Light and electron microscopic abnormalities in diastrophic dysplasia growth cartilage

Summary Light and electron microscopic studies of diastrophic dysplasia iliac crest growth cartilage performed on five occasions in two patients from 1 to 10 years of age reveal extensive cell and matrix abnormalities at each time period. Light microscopy shows atypical chondrocytes with extreme variation in size and shape, and premature cytoplasmic degeneration, and formation of target ghost cells. Promment, densely staining fibrotic foci are present throughout the cartilage. Ultrastructure reveals some structurally intact chondrocytes with a single large fat inclusion, slightly dilated rough endoplasmic reticulum, and abundant glycogen. As early as 1 year of age cystic degeneration of chondrocyte cytoplasm is evident with indistinct organelles seen. The cartilage matrix demonstrates a general increase in fibrous tissue as well as the fibrotic foci. The collagen in these foci is remarkably abnormal. It is composed of short, extremely broad fibrils ranging from 150 to 950 nm in width which are separated at their terminal ends but fused to each other centrally in random fashion. On cross-section there are very few round fibrils but rather a marked irregularity in shape giving the appearance of having fibrils randomly added to others to form enlarged nonuniform fibril aggregates.

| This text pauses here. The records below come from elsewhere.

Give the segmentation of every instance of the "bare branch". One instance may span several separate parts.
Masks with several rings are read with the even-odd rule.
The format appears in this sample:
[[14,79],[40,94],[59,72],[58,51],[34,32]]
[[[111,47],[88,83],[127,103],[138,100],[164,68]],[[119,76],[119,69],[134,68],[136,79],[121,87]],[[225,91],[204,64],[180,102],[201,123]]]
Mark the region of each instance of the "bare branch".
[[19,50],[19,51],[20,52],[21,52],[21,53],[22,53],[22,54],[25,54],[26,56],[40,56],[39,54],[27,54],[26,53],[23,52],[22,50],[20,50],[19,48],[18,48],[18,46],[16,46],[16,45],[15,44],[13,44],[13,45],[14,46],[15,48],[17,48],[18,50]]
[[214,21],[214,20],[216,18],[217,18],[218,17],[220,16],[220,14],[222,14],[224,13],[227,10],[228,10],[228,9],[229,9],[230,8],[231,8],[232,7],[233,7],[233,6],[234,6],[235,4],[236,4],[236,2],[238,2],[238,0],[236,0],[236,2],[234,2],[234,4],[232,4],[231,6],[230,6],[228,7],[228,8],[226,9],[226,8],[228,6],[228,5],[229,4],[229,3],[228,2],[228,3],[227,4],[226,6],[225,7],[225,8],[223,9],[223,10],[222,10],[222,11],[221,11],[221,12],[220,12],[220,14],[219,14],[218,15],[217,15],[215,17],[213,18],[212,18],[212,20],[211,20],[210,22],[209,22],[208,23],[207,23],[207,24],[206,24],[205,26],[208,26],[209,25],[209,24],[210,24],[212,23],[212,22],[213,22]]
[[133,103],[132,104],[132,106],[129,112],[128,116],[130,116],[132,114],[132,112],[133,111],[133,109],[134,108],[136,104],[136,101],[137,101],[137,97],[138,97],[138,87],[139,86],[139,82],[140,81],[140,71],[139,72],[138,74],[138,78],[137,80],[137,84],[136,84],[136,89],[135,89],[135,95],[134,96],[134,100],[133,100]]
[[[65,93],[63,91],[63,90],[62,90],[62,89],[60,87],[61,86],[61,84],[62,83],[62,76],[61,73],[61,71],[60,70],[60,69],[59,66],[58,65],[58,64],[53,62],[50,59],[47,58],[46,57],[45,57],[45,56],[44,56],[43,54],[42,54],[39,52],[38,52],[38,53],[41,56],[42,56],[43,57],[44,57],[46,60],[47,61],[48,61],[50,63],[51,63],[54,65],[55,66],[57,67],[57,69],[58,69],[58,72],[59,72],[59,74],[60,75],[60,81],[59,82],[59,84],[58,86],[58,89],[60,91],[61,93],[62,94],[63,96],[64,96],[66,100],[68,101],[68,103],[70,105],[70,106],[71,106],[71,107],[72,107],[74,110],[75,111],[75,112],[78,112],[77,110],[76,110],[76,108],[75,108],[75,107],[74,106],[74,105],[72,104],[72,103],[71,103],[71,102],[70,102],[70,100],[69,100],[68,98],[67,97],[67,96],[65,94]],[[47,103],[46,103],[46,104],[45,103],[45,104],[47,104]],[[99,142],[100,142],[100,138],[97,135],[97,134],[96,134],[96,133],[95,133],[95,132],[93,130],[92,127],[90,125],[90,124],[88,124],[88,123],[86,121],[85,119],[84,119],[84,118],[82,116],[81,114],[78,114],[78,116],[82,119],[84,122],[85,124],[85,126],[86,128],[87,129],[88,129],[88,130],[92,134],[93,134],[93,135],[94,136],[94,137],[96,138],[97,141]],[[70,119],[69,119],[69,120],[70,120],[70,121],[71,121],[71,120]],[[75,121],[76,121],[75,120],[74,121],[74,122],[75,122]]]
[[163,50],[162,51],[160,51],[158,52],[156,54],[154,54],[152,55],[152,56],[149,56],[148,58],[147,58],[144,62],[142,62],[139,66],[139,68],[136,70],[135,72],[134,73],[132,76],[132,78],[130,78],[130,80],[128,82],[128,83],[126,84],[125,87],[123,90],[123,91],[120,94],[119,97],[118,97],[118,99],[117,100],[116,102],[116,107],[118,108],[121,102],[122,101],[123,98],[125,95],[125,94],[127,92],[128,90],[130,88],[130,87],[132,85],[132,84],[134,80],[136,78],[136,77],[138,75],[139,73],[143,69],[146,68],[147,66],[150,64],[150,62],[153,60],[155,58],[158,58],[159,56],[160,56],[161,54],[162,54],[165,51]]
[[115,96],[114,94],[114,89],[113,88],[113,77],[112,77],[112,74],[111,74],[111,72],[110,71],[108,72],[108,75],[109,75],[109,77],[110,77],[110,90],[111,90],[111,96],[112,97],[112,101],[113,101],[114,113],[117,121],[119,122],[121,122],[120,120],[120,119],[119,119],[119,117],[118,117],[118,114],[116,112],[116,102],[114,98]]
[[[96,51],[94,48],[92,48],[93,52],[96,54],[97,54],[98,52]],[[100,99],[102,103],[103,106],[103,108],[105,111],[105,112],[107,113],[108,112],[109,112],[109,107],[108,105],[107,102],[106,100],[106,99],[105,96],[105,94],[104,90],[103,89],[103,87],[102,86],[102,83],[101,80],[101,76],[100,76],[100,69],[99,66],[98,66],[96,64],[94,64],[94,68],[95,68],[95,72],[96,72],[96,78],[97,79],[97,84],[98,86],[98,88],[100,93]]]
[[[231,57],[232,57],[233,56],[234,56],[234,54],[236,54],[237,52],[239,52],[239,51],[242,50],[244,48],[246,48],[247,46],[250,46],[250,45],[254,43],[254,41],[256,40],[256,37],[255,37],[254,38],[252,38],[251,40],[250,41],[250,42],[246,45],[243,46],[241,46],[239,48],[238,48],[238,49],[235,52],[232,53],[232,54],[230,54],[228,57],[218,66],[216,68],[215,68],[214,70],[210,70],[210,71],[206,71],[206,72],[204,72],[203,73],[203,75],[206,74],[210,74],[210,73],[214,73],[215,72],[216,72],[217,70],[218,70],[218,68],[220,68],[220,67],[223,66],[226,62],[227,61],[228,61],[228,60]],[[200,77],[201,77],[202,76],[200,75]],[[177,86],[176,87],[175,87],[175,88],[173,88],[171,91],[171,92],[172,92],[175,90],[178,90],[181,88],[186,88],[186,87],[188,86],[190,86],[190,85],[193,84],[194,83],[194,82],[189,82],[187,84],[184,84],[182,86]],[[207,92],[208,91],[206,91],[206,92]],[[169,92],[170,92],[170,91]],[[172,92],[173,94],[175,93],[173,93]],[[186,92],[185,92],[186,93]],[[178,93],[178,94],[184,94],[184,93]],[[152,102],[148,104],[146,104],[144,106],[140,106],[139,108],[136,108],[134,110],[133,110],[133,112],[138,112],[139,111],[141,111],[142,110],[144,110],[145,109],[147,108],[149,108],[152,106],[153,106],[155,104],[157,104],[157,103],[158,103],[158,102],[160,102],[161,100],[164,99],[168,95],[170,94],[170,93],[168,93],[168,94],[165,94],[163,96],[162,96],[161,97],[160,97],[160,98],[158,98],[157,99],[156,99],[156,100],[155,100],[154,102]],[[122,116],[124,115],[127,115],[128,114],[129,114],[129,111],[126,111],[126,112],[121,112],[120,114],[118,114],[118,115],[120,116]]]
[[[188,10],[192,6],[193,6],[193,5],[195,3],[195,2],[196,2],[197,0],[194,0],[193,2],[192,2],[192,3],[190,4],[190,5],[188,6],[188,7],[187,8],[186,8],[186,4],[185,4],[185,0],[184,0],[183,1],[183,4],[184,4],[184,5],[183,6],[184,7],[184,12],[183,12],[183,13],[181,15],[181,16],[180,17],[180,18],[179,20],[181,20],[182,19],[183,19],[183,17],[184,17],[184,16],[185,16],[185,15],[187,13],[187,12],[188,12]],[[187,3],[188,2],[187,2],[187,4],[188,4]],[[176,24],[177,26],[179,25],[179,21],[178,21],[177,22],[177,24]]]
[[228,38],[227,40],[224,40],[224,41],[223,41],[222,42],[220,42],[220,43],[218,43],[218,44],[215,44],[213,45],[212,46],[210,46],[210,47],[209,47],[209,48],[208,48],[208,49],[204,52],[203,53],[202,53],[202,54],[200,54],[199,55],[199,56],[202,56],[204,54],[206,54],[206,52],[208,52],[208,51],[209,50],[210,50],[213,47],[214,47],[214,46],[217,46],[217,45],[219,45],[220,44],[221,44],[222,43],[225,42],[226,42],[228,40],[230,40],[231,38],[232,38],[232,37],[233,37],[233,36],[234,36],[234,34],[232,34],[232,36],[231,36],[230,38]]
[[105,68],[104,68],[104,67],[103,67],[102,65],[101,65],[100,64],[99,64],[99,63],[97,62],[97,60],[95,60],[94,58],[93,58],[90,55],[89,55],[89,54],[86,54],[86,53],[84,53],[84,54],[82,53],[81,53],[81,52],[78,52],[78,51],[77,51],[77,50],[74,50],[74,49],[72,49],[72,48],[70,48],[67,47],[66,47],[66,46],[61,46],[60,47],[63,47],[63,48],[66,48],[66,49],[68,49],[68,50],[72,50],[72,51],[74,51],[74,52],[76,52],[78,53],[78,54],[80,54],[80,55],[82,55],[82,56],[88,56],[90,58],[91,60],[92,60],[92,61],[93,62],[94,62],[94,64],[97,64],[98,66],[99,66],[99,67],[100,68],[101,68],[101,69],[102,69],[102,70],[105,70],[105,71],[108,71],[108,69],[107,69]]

On longitudinal sectioning, regular cross-banding across the entire fibril width is seen but fibril splitting and aggregation are highly irregular. Though no specific molecular abnormalities of collagen have been identified, the disordered self-assembly process points to either a modification on one of the collagen molecules favoring the abnormal fibril aggregation or a defective noncollagenous matrix molecule which secondarily interferes with normal cartilage synthesis and allows for deposition of a broad, cross-banded collagen in what should be a strictly cartilage domain.